Tarık Buğra

Tarık Buğra

Süleyman Tarık Buğra, 2 Eylül 1918’de bir Anadolu kasabası olan Akşehir’de doğdu. Babası Ağır Ceza Reisi Erzurumlu Mehmet Nazım Bey, annesi de Mehmet Nazım Bey’in ikinci eşi olan Akşehirli Tahiroğulları’nın kızı Nazike Hanım’dır. Türk kültür ve edebiyatına ait kitapların bulunduğu evde yaşama başladı, kitaplara olan sevgisi babası sayesinde başladı. Bu sevgi ilkokul yıllarında katıldığı bir yarışmadan kazandığı kitaplarla pekişti. Annesi Nazike Hanım, geleneklere bağlı yaşamıyla oğluna örnek oldu, Yunus ve Mevlana sevgisi aşılayarak, zengin bir halk kültürüyle beslenmesinde ve klasik kültüre ait bir bakış açısı kazanmasında etkili oldu.

Yaşıtlarına göre farklı bir donanımla okula başladı, akranlarından üst düzeyde bilgilerle donatılmış bir biçimde ilkokulu bitirdi. Ortaokul yıllarında da bu üstünlüğü devam etti.
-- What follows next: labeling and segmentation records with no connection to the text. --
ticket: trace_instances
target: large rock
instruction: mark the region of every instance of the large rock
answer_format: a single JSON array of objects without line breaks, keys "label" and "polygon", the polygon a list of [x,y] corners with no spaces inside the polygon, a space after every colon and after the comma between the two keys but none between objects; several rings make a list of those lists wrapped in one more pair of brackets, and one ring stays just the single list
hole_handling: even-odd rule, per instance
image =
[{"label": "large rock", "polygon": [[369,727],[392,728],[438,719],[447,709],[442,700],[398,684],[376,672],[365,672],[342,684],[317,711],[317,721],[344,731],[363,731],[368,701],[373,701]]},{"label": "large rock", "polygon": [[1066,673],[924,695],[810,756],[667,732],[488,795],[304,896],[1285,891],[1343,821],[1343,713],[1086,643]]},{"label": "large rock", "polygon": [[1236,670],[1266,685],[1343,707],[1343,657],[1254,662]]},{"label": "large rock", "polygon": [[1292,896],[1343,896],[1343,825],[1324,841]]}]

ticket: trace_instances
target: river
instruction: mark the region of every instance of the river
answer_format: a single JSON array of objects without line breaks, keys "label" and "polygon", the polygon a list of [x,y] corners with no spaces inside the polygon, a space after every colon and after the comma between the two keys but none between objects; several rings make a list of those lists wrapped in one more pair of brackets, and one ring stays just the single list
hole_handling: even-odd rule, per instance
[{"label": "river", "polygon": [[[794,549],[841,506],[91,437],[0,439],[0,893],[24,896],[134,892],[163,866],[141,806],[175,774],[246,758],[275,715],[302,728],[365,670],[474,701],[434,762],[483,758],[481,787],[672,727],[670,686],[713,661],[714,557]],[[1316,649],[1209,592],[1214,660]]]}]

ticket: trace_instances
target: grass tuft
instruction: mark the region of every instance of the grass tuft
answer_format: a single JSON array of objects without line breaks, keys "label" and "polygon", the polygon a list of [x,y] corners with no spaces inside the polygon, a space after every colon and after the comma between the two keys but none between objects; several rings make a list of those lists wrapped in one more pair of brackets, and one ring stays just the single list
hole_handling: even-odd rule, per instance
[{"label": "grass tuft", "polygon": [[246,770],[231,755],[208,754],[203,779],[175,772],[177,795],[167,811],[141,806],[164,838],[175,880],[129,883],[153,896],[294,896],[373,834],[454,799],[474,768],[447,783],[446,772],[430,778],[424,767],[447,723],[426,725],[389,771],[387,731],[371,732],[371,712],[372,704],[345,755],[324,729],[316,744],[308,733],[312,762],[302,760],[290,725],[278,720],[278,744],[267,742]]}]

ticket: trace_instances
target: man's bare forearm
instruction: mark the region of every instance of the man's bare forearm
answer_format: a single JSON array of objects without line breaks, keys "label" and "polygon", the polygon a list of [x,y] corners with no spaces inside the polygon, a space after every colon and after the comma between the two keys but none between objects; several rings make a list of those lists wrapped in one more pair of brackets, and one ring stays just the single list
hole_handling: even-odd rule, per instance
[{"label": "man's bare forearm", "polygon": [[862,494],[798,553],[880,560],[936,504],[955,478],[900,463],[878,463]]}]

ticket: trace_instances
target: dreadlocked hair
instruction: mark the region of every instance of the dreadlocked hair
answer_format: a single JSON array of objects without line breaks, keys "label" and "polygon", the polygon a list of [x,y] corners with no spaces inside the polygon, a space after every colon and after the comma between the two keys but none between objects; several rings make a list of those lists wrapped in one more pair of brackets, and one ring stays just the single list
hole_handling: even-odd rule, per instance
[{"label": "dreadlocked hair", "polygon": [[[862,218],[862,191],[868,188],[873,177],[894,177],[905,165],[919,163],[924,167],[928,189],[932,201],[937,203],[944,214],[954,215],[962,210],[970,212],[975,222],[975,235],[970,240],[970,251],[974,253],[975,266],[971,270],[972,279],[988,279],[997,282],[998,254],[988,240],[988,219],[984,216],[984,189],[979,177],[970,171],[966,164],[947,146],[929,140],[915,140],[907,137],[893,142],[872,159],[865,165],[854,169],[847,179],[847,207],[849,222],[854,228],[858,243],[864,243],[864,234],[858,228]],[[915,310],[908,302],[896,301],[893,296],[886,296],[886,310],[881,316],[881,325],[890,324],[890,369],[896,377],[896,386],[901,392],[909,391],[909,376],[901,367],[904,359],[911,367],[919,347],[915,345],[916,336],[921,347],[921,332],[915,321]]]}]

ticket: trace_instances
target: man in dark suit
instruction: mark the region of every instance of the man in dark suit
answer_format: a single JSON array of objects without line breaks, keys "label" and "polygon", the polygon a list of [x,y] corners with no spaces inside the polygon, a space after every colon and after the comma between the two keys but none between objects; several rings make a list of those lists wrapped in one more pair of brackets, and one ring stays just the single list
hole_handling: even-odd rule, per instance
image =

Hareketli yapısı, parlak zekâsı ve öğretmenlerinin sorularına verdiği cevaplar sayesinde kısa zamanda hocalarının dikkatini çekmeyi başardı. Özellikle Türkçe öğretmeni Rıfkı Melûl Meriç, sanatı sevmesinde, edebî bir zevk kazanmasında ve şiir zevkine sahip olmasında etkili oldu. İlk ve ortaokulu Akşehir’de tamamlaydı, lise yaşamına 1933 yılında İstanbul Lisesinde yatılı olarak başladı. Lise yaşamında da kendini göstererek edebiyat alanındaki başarısında ona rehberlik edecek hocası Hakkı Süha Gezgin’in dikkatini çekti. Hakkı Süha, Buğra’ya özellikle Türkçe kavramını aşılamada, öneri ve uyarıları ile yazmaya yönlendirmede önemli bir isimdir. Buğra, 10. sınıfta iken İstanbul Lisesinin yatılı kısmının kapatılmasıyla Haydarpaşa Lisesine gitti, burada yaşadığı birtakım sıkıntılar neticesinde Konya Lisesine naklini aldırdı. 1936 yılında başarılı bir öğrenci olarak bu liseden mezun oldu.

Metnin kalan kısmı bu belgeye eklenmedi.